Friday, August 9, 2013

Webdesigntuts+

Webdesigntuts+


Working With Brand and Design Guidelines

Posted: 09 Aug 2013 03:02 AM PDT

Sometimes, particularly when you work with established brands and companies, you may encounter a set of brand or design guidelines. As a developer who might be working on a website without much design help, this can be something that you can really use to your advantage, guiding you in your design decision making.


What are Design and Brand Guidelines?

Brand guidelines are usually provided as a set of documents which set out how the design elements for a brand should be used. Often created to be used by designers within a company, as well as external design teams, they exist to provide consistency to a brand across all mediums.

You might find details about the way a brand’s chosen typefaces should be used, the colour schemes available to you (and how they should be used), even how much space should be given around the brand logo.

From MailChimp's Voice and Tone
From MailChimp’s Voice and Tone

The best brand guidelines cover more than just visual design elements. They also offer information about the style of content, or tone of voice to be used, expressing not just visual presence, but values and personality too.

Guru Brand Design Guidelines by Naomi Atkinson Design

Part of the Guru brand guidelines, designed by Naomi Atkinson Design, displaying the brand’s colour scheme.

Working With Colour Schemes

In most brand guidelines you’ll be provided with a colour scheme which the brand uses throughout its various offline and online media. This can be a solid starting point when picking the colour scheme for a design – and whilst it may seem a little limiting to have a set colour scheme already provided, don’t be afraid of pushing what you do with these colours and experiment in combining them in different ways than are already used.

Bluegg Brand Guidelines for Charter Housing

Part of the Charter Housing brand guidelines, designed by Bluegg, showing the brand’s colour palette.

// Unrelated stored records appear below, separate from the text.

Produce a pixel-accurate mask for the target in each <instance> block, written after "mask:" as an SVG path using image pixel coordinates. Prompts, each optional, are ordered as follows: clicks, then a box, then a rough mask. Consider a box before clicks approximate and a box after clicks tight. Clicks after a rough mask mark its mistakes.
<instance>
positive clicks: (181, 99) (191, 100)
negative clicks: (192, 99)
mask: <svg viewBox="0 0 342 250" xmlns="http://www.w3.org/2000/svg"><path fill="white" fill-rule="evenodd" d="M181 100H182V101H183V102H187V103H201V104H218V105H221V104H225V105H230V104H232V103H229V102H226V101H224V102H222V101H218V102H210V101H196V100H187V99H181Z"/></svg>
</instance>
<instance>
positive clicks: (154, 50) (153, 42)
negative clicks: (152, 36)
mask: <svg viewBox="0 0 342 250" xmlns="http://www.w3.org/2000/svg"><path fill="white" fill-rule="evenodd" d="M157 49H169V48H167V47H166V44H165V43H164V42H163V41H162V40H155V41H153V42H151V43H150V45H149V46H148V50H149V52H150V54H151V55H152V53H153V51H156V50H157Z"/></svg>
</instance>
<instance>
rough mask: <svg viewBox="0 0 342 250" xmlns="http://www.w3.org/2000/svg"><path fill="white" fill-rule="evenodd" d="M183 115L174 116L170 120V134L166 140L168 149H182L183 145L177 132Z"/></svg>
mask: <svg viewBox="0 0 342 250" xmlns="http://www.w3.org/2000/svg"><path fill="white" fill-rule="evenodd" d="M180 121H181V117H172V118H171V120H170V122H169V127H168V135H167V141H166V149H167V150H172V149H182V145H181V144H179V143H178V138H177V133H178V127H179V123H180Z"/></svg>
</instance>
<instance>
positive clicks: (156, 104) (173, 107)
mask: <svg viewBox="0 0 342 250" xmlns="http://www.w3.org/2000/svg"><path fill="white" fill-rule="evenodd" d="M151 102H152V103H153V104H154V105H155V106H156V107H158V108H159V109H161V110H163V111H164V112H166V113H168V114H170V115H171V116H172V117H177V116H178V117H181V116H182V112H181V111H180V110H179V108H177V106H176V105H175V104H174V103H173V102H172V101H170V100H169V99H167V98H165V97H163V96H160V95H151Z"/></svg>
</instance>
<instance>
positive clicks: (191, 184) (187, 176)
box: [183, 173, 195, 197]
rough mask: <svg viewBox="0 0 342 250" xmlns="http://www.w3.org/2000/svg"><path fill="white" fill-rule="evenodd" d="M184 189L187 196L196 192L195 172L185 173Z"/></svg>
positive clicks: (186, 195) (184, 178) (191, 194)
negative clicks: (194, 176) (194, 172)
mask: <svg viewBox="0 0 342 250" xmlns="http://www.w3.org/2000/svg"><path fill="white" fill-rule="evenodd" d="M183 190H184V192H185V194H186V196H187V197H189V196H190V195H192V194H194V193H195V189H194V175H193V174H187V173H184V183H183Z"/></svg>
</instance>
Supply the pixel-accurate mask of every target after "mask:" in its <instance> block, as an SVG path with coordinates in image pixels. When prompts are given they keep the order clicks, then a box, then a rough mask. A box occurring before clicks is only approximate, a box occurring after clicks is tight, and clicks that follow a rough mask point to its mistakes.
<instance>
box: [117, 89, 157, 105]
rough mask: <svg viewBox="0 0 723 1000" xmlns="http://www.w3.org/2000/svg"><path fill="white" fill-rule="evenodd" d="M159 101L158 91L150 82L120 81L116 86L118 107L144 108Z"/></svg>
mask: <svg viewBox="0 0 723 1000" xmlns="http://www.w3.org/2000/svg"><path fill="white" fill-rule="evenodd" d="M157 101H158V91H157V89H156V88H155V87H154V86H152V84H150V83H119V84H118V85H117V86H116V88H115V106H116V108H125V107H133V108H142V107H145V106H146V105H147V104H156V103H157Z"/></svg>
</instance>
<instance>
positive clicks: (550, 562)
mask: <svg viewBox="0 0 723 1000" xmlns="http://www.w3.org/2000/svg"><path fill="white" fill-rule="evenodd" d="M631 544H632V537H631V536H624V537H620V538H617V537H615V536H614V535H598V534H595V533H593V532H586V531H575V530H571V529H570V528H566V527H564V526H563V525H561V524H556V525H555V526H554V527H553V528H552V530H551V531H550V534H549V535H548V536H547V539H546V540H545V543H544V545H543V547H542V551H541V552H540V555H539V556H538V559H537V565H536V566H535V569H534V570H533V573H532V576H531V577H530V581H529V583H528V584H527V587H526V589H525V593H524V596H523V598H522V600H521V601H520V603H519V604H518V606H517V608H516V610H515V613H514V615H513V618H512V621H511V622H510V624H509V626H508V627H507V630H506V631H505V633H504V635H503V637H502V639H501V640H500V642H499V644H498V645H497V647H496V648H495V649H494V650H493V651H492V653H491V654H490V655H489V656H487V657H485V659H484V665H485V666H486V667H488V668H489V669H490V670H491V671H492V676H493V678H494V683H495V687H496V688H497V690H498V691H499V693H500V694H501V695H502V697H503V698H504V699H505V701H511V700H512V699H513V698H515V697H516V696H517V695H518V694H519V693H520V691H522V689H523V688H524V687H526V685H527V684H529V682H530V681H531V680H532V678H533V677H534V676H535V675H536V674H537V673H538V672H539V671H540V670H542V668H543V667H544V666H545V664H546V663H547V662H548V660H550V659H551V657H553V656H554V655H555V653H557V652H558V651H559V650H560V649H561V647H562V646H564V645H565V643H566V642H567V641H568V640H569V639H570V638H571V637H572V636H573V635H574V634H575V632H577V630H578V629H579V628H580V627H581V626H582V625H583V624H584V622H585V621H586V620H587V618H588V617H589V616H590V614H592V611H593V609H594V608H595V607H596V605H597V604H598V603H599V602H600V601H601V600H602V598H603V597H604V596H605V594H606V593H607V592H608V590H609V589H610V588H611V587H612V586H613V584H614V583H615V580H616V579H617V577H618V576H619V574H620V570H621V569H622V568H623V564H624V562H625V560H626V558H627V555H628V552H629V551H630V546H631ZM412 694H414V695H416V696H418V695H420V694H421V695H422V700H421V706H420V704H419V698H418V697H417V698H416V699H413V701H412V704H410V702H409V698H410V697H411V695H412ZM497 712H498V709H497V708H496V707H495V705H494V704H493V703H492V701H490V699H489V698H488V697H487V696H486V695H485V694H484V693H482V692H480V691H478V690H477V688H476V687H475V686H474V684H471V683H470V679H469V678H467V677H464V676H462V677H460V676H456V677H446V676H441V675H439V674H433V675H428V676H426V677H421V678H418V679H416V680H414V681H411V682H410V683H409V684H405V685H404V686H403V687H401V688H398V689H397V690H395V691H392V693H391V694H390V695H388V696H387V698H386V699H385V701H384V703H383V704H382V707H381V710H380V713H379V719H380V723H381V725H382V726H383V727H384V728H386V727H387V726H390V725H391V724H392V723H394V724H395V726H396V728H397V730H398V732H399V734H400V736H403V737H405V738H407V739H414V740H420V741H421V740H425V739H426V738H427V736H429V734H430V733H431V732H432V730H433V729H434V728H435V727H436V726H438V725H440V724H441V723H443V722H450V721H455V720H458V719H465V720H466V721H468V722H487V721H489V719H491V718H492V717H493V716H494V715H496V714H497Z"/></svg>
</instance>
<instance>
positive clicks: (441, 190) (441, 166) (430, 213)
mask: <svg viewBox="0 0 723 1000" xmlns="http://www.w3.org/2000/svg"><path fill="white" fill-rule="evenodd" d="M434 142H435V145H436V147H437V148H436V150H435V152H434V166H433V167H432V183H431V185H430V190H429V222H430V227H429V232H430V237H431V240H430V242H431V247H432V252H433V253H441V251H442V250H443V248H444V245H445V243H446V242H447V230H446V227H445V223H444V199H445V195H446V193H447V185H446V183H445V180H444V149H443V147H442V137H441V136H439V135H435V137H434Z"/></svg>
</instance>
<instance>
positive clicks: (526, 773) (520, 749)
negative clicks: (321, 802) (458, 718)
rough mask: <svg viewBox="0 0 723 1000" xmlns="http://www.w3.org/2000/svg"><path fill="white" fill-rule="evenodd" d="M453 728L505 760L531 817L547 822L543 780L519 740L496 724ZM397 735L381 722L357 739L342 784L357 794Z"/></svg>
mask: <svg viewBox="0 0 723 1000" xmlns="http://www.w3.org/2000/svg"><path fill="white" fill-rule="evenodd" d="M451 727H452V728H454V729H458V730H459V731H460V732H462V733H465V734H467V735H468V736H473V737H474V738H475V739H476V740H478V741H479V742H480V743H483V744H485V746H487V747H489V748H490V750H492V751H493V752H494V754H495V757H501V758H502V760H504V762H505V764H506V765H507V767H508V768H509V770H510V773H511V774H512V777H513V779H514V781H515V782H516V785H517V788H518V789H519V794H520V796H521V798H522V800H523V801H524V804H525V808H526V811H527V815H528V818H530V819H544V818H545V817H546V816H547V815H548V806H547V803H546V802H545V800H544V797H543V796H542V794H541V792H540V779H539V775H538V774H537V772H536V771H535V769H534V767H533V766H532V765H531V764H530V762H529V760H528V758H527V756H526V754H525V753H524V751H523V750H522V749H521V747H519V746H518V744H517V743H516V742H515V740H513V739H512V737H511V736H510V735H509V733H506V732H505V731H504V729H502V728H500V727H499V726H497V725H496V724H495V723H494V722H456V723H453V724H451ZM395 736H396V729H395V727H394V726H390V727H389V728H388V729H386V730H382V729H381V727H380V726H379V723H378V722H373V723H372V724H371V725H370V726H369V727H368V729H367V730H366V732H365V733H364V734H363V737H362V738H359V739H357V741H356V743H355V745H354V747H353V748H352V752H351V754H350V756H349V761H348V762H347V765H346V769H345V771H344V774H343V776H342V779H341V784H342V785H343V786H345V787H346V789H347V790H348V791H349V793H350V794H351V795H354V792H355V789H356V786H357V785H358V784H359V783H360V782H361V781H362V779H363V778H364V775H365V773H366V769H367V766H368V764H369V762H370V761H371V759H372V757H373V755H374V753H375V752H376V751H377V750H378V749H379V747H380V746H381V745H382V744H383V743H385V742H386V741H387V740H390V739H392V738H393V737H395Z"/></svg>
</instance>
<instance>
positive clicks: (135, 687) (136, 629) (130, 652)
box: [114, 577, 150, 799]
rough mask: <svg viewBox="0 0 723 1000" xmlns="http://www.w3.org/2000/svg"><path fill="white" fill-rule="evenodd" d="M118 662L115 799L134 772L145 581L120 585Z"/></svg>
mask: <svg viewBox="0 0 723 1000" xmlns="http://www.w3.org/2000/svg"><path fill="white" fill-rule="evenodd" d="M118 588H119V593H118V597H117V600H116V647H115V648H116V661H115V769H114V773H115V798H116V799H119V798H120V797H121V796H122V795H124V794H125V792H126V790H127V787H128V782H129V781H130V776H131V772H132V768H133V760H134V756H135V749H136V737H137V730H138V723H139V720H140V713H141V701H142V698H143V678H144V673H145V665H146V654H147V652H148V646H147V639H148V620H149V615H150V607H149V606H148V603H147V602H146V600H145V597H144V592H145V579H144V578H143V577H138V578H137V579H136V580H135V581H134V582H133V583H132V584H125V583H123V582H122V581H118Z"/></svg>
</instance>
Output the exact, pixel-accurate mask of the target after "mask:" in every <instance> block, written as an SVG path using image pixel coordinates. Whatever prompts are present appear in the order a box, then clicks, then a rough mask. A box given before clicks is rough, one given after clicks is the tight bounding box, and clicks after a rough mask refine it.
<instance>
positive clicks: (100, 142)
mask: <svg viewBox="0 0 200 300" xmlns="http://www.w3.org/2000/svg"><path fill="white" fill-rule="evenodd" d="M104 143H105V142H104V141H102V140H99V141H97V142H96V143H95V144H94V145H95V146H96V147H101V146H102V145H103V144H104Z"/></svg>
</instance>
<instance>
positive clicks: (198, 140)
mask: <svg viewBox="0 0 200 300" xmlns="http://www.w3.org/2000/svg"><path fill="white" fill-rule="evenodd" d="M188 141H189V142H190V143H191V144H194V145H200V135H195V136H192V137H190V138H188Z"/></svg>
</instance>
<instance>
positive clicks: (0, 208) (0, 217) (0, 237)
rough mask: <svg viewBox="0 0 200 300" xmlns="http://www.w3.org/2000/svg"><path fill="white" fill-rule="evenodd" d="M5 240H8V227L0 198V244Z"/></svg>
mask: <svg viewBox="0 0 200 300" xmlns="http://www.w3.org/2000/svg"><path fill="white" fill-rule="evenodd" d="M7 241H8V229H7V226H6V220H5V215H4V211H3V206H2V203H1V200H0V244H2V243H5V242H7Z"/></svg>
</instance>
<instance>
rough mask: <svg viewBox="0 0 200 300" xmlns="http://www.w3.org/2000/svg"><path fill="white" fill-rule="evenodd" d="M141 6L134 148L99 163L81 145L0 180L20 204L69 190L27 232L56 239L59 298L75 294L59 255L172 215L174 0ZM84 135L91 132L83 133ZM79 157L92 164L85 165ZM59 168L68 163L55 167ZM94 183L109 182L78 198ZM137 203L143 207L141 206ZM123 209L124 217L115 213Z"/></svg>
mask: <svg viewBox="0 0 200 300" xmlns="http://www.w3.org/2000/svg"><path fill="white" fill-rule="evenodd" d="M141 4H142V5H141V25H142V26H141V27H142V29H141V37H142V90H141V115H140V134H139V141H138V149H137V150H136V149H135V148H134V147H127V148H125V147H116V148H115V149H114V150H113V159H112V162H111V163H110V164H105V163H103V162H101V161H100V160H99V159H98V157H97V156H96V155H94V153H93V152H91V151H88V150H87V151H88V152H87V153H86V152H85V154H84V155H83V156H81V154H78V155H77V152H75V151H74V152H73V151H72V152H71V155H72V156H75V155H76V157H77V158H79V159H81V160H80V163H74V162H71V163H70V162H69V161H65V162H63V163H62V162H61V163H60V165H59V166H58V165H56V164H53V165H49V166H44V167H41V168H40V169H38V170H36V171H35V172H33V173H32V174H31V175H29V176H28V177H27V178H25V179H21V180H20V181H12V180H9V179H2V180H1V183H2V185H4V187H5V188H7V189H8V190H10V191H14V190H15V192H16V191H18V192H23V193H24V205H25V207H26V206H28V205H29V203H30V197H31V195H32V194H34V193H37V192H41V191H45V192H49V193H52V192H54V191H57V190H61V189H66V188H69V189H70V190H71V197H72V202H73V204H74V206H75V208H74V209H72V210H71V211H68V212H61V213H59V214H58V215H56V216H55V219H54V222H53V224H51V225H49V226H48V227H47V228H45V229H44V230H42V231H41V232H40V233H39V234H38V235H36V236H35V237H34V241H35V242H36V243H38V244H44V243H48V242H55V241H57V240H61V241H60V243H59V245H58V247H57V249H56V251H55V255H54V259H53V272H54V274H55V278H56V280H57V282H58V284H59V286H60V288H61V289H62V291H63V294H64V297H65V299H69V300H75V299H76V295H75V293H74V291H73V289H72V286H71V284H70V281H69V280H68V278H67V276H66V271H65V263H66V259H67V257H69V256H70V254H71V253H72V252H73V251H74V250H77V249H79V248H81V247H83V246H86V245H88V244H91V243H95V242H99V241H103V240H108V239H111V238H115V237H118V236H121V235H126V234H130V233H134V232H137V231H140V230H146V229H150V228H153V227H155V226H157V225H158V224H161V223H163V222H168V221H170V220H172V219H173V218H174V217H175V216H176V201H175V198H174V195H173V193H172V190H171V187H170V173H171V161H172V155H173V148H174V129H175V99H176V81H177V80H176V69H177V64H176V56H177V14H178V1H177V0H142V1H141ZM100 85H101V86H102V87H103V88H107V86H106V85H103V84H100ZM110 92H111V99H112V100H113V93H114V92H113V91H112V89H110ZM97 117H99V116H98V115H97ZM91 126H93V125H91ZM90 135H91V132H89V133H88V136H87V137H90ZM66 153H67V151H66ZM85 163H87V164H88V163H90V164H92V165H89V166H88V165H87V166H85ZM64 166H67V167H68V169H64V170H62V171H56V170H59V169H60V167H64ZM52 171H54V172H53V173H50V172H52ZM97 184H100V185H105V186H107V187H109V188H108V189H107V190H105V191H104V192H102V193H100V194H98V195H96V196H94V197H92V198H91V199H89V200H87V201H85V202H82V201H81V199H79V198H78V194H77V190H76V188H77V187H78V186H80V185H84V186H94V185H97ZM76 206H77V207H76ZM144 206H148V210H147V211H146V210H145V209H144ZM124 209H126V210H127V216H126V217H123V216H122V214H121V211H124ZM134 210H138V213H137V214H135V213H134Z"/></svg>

Working With Strong (or Weak) Brand Guidelines

Depending on the type of project or clients you have, you’ll often be faced with a varying strength of brand identity that you’re going to be working with. Don’t think that the size of a company can dictate how strong or weak a brand will appear to be. Often the strength of a brand – and subsequently its brand and design guidelines – will differ greatly depending on the level of work put into the brand initially.

Brand Guidelines for Locality by Naomi Atkinson Design

A part of the Locality brand guidelines, designed by Naomi Atkinson Design, displaying the correct logo usage.

Working with strong design and brand guidelines is great for designers. They provide a head-start on creating a design that is relevant to the brief, engaging, but also very brand-accurate. Strong brand guidelines enable you to simply take them and then represent that brand in the best way you can in a different form (on the web).

New York City Transit Authority Graphics Standards Manual from 1970
New York City Transit Authority Graphics Standards Manual from 1970

However, sometimes you might be faced with working with brand and design guidelines that are weak – whether that means they are incorrect, offer the wrong advice or technical information (such as the wrong colours or typeface info) or simply aren’t very consistent with the message the brand tries to convey.

Charter Housing Brand Guidelines by Bluegg

A part of the Chart Housing brand guidelines, designed by Bluegg, displaying how the logo should be used.

When you feel like you’re in a position where you’ve been provided with weaker guidelines to work from, or if you feel like there could be improvements made to the brand and how it is represented in your design, simply talk to your client. Clients are open and I always prefer to work with my clients rather than for them, so communication is key to this. Tell your client about your concerns and have some suggestions ready for the way that the brand image could be improved through ideas for your design. Sometimes, particularly if a client isn’t creative or tech-savvy, they may not have realised that there was a problem until you say something to them yourself.


Pushing the Boundaries

When you’re working with brand guidelines, don’t be afraid of pushing the boundary of what you can and can’t do with the guidelines you’ve been given.

Don’t be afraid of speaking with your clients and seeing what can be pushed a little further in the guidelines you’ve been provided. Quite often, clients are willing to listen and will give you an idea of how much you can bend the rules. As long as you have solid reasons behind the changes you want to make, then no client should outright dismiss your ideas. Saying that, they can always still say no, if they feel it strays too far from their known brand style.

Really, when working with brand guidelines think of that as all they are – a guide to help you along with the way you represent a brand in your designs. It’s important you don’t feel restricted, in terms of your ideas or your creativity – instead see guidelines as a small platform that can help you create a more brand-accurate and refined design.

Brand Guidelines for Exocad designed by Naomi Atkinson Design

Brand Guidelines for Exocad, designed by Naomi Atkinson Design, displaying the typefaces used in the brand.

Assignment

Why not approach this from the other side of the desk? Take a visual branding template (such as this one by Graham Smith) and see if you can build guidelines for an existing brand? Take the familiar colours and typography from a well-known multinational, then slot them into the template. You’ll soon become aware of the way in which their brand is being controlled behind the scenes.